Onlara şiirlerin destanı yazılmalı
İmanlı yüreklerdi gözlerinde cihanlar
Şanları altın ile tarihe kazılmalı
Gittiler korkusuzca şehid olmaya onlar
Çağrıldılar o gece bir yiğit tarafından
“Dostlarım, kesilecek tarihi yürüyüşümüz.
Uşaklar hazmetmiyor, sinelerinde figan
Boğacaklar zulümle, yüreklerinde nar, köz
Şu dirilişimizi, görülmemiş bir zaman
Çıkın dostlarım çıkın, kalmasın vatan öksüz”
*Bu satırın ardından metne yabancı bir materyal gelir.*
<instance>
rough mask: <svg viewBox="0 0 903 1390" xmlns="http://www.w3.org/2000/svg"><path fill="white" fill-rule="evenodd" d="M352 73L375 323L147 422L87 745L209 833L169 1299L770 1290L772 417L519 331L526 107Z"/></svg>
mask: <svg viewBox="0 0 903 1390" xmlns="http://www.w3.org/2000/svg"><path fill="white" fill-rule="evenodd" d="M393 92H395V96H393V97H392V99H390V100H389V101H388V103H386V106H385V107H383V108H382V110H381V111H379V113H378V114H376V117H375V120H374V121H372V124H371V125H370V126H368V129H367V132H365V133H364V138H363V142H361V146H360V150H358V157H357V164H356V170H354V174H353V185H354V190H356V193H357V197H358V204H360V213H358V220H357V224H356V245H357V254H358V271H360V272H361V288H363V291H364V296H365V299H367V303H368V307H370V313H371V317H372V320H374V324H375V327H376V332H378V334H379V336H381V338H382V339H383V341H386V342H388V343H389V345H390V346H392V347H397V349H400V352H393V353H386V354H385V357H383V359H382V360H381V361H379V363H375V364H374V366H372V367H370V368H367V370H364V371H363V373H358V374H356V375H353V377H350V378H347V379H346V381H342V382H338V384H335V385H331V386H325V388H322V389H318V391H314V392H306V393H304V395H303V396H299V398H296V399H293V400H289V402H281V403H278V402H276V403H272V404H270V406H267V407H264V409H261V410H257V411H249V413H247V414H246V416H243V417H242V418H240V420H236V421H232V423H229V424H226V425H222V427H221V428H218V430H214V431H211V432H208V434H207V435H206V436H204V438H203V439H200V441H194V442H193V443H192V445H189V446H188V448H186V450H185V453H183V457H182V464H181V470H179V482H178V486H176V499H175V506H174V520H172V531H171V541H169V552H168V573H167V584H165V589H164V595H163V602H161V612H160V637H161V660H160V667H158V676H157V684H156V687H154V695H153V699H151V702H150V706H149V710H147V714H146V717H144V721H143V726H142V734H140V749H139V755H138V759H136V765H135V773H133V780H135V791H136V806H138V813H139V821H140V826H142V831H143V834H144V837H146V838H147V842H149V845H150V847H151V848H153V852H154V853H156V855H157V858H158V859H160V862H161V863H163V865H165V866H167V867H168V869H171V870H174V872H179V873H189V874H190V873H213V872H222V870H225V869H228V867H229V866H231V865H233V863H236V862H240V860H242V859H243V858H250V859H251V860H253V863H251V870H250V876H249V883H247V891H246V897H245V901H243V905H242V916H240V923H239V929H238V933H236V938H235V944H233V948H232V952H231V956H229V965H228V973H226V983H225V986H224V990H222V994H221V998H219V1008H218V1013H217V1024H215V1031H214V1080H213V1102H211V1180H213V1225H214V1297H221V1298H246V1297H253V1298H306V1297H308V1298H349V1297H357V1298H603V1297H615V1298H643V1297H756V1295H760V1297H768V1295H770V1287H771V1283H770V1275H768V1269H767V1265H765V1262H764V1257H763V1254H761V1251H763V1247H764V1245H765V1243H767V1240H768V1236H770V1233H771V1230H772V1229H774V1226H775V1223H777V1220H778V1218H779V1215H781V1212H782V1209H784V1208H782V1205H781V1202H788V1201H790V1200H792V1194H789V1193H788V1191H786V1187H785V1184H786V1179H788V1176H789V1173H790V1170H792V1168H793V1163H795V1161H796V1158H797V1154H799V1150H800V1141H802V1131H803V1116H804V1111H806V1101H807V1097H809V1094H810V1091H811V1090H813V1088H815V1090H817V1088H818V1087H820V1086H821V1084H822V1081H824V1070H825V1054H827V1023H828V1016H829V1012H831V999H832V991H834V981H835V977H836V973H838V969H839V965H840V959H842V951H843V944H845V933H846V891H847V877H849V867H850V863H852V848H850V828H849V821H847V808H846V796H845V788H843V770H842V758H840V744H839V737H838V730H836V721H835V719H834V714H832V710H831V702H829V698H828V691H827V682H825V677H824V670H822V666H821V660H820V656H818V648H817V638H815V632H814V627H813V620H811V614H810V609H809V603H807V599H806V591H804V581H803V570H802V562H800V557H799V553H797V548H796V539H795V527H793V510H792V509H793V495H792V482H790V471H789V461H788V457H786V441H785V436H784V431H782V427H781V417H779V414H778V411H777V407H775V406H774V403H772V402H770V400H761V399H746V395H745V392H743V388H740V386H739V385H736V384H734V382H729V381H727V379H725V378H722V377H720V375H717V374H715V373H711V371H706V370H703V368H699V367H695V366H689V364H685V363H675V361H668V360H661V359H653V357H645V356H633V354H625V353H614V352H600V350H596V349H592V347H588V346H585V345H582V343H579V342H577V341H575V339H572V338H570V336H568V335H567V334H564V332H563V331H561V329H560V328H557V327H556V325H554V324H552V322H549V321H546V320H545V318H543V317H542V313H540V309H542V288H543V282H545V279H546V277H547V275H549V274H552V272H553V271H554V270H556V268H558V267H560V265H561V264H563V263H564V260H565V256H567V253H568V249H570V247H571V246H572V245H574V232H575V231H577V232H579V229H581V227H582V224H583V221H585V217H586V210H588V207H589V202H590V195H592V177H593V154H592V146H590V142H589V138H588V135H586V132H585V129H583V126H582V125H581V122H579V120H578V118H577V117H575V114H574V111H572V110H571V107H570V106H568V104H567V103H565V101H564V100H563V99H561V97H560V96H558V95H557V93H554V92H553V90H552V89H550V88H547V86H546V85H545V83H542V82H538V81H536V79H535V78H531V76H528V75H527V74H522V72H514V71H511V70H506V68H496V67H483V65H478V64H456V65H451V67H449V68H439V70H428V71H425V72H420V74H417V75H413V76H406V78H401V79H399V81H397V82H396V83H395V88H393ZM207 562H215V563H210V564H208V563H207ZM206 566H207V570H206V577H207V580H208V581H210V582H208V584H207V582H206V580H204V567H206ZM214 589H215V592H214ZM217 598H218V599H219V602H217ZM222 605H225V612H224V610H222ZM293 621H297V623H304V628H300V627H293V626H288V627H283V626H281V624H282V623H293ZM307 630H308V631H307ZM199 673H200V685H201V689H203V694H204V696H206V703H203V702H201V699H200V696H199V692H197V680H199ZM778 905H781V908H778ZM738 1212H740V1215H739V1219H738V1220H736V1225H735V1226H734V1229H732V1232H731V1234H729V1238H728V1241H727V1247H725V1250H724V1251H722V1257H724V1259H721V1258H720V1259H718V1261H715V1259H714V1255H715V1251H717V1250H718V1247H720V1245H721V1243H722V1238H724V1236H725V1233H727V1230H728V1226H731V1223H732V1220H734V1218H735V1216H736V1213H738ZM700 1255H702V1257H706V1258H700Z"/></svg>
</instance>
Çıktılar sel misali her biri bir kahraman
Kimi eşi oğluyla, kimi tek bayrağıyla
O günden önce, tümü vatandaştı sıradan
O gün tarihleştiler fedakârlıklarıyla
Bu milletin yarını güneş gibi parlaktır
Evlatları böyleyse bu yurt şahlanacaktır
Kelimeler, süslerle müzeyyence gelsinler
Yüklü manalarıyla sonsuzluğa gülsünler
Parlatacakları şey emsalsizlik şanıdır
Gözlerden akan yaşlar, hüzün, hasret kanıdır
Bayraklarla gidenler, anlatmak sizi ne zor
Yeminle destanınız yüreklerimizde kor
Bir kadın, orta yerde, eşine sarılmış eş
Gözlerinde tüm cihan diyor Allah-u Ekber
Gelin namertler gelin avuçlarımızda güneş
Işığın düşmanları karanlık size makber
Bu bayrak, özgür bayrak asla düşmeyecektir
Siz düşeceksiniz siz çukurlarınıza birer
Birer kül gibi hiçliğe, mirasınız sade kir
Yokluğa kalacaktır, bizdense altın güher
Akif yaşamalıydı, destanı eşsiz şair
Çanakkale misali Akif haykırmalıydı
İkinci Boğaz Harbi efsanevi ve mahir
Bir kalem ister hemen Rumi anlatmalıydı
Öyle yüreklileri tarih görememiştir
Şehadete aşıklar her asır zuhur etmez
Kurşunlara yürümek nasıl büyük bir iştir
Çetinliği söylemek anlatmakla bitemez
Gece ve ışıklar var, sönük, güneş ışıklar
Zıtlar mahşeri Temmuz zemheri ve baharlar
Bir yanda kahramanlar öbür yanda alçaklar
Şehid arşa yükselir alçaklar çukurdadır
Yumruklar sıkılıyor köprüde kurşunlara
Yiğitler anlamışlar sırrını yaşamanın
Misk û amber kaynağı bakan yok yaralara
Melekler artlarında haykırıyor dayanın
Dayanın koç yiğitler, kaybetmek yok burada
Ölmek de büyük şandır, cesurca yaşamak da
Yürüyün koç yiğitler, eğlence yeri dünya
Asıl ve gerçek ölüm ona körce kanmakta
Ey şehidler, şehidler yürekleriniz hangi
Kutlu çerağdan ışık almıştı da o denli
Yanabildi, şehidler anlatmalı sizleri
Zamana ve de asra, varlık sizi bilmeli
Yumruklar ve yürüyüş zihnime nakışlanmış
Yiğitler gidiyordu kurşunlara korkusuz
Şanlı büyük destanı melekler alkışlamış
Dersek, fazla değil de az söylemiş oluruz
Kalkın diyorlardı içlerinden bazısı
Kalkın, eğilmek olmaz, bu kutlu, elmas kapı
Her zaman açılamaz, kalkın, eğilmek de ne?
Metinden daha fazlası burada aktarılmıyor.